En total, se implantaron 1.820 embriones en 13 cerdas. A los 25 o 28 días, interrumpieron la gestación y extrajeron los embriones para evaluar si las quimeras habían logrado producir riñones humanizados. Los científicos recogieron cinco embriones quiméricos para analizarlos —dos a los 25 días y tres a los 28 días de la implantación— y comprobaron que tenían riñones estructuralmente normales para su fase de desarrollo y estaban compuestos por entre un 50 % y un 60 % de células humanas.

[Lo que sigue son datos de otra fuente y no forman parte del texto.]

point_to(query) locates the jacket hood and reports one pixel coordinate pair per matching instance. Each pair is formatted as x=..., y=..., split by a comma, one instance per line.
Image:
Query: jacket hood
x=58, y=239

A los 25-28 días, los riñones estaban en la fase de mesonefros (la segunda fase del desarrollo renal), habían formado túbulos y brotes de células que acabarían convirtiéndose en uréteres que conectaban el riñón con la vejiga.

Implicaciones éticas

El equipo también investigó si las células humanas contribuían a otros tejidos de los embriones, lo que ocasionaría problemas desde el punto de vista ético. En este sentido, Esteban comenta que encontraron “muy pocas células humanas en otros tejidos y que estas se localizaron principalmente en los riñones”.

“Las implicaciones éticas podrían producirse, sobre todo, si las células fuesen muchas o estuvieran en linajes comprometidos como el neural y germinal, y, especialmente, si estos cerdos llegaran a nacer”, explica Esteban.

“De todos modos —añade— estamos siendo muy cautos y moviendo todo paso a paso para evitar sorpresas. Una de nuestras soluciones es modificar genéticamente las células humanas para que no puedan producir esos linajes comprometidos dentro del embrión de cerdo”, aclara.